BOSTON — So … are the Celtics the anomaly, or are the Celtics the future?

I spent this past weekend in Beantown for the Sloan Sports Analytics Conference, and while I was there, I watched Boston shred Dallas and utterly embarrass Golden State. The Celtics are 48-12, rank first in offense and second in defense and seem likely to end up with one of the top scoring margins of all time. The only thing stopping people from showering this team with more praise are its last four postseasons, but right now, the Celtics seem completely unstoppable. Anointing any other team as the title favorite right now requires either wishful thinking or willful ignorance.

Having an analytics conference as the backdrop for these butt-kickings seemed oddly appropriate. The Celtics’ dominance is in part a result of the analytics revolution, and in equal part their being a peculiar outlier compared to what that revolution has done to the rest of the NBA.

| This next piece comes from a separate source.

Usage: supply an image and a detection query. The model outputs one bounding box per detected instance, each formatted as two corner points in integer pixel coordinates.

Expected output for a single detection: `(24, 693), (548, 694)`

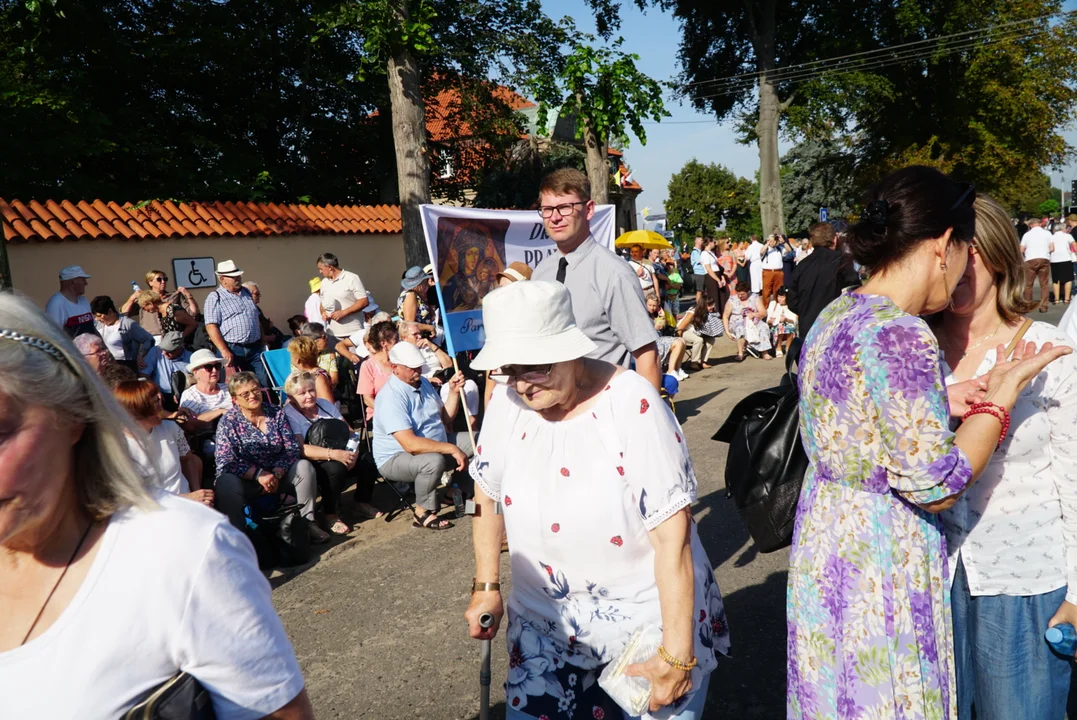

Let’s start with the basic thing with which analytics impacted the NBA most heavily: Three is more than two. Basketball teams were incredibly slow to realize this and fully take advantage of it. As a result, for several years, a simple life hack stood available to any team interested in seizing it: increase 3-point attempts, and move up the offensive charts. Take away 3s, and move up the defensive charts. Three-point frequency correlated heavily with success at both ends.

Not anymore. We’ve now escalated to the point that the relationship has completely broken down. Everyone is launching 3s and spacing the floor now; if they’re not bombing away, it isn’t because of Neanderthal math; it’s because they suck at it. There are no more Brook Lopezes or Marc Gasols to suddenly unleash as 3-point shooters.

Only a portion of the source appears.